10. Common Errors / Trap Areas

  1. Confusing "fiscal deficit" with "outstanding liabilities": Fiscal deficit is a flow (annual gap between revenue and expenditure); outstanding liabilities are a stock (accumulated past borrowings). The article discusses stock reduction, not flow reduction.
  2. Treating Puducherry identically to states: Puducherry is a Union Territory with legislature — it has different borrowing powers and receives higher central transfers; its 26% debt-GSDP figure is not directly comparable to full states.
  3. Assuming West Bengal is fiscally sound because it reduced debt: West Bengal at 39% GSDP remains above most states and above RBI's stress threshold of 35%; debt reduction does not mean debt is low.

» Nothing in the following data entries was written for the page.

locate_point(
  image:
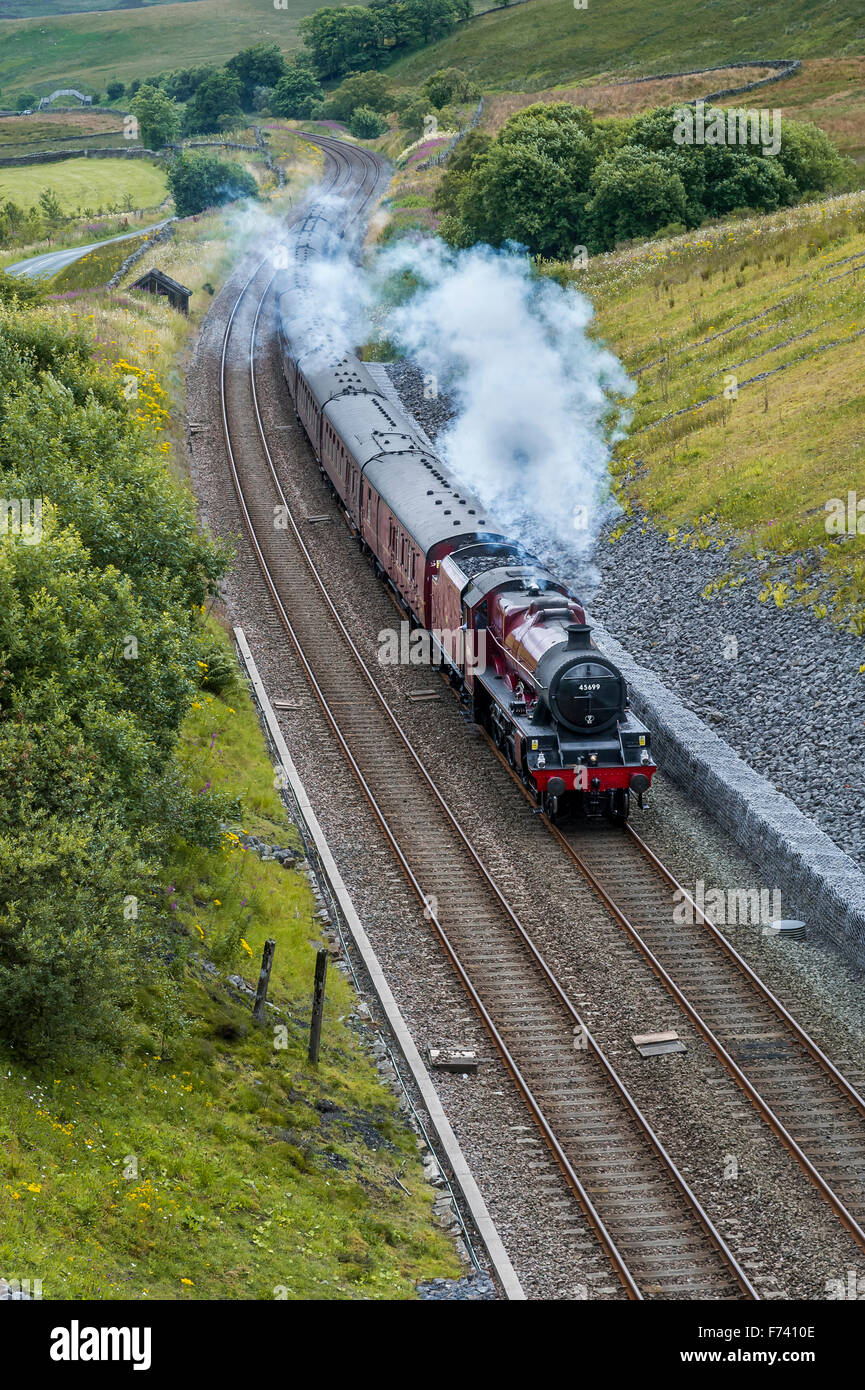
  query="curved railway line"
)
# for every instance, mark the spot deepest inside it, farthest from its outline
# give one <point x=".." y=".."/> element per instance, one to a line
<point x="655" y="1233"/>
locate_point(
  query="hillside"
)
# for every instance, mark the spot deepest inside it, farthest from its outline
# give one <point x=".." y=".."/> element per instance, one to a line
<point x="545" y="42"/>
<point x="39" y="9"/>
<point x="746" y="342"/>
<point x="92" y="49"/>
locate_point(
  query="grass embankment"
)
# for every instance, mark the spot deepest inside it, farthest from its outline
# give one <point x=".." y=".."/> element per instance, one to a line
<point x="216" y="1162"/>
<point x="709" y="312"/>
<point x="221" y="1165"/>
<point x="89" y="50"/>
<point x="61" y="129"/>
<point x="29" y="9"/>
<point x="830" y="92"/>
<point x="545" y="43"/>
<point x="86" y="182"/>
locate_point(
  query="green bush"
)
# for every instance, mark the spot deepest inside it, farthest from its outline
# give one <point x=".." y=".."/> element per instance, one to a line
<point x="102" y="583"/>
<point x="199" y="181"/>
<point x="555" y="178"/>
<point x="367" y="124"/>
<point x="295" y="93"/>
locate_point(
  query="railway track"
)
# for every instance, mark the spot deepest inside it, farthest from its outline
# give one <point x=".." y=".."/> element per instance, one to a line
<point x="655" y="1233"/>
<point x="811" y="1107"/>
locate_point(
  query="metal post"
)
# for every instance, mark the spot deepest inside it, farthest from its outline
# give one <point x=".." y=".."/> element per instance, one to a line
<point x="314" y="1033"/>
<point x="267" y="959"/>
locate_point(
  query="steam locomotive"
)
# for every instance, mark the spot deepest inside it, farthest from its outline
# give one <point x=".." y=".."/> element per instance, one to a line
<point x="512" y="638"/>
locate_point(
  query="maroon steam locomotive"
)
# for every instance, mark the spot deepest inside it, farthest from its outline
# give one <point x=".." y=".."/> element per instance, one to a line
<point x="511" y="637"/>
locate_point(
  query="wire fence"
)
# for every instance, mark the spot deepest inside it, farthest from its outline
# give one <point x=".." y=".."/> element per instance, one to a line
<point x="461" y="135"/>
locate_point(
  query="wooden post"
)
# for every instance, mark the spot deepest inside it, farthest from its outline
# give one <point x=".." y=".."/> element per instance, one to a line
<point x="314" y="1033"/>
<point x="267" y="959"/>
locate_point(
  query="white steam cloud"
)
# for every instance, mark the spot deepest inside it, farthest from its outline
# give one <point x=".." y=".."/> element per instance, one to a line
<point x="537" y="402"/>
<point x="533" y="392"/>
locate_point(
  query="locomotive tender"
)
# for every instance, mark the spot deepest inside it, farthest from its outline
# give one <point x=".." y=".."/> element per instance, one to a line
<point x="512" y="638"/>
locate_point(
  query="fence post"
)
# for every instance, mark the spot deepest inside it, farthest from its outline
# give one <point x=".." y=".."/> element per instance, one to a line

  4. Misattributing the RBI publication: The relevant report is "State Finances: A Study of Budgets" (RBI's annual publication) — NOT the RBI Annual Report or the Financial Stability Report; aspirants confuse these frequently.
  5. Ignoring off-balance-sheet risk: Headline debt-GSDP ratios exclude discom debt, guarantees, and SPV borrowings — states can appear fiscally prudent in headline numbers while having large hidden contingent liabilities.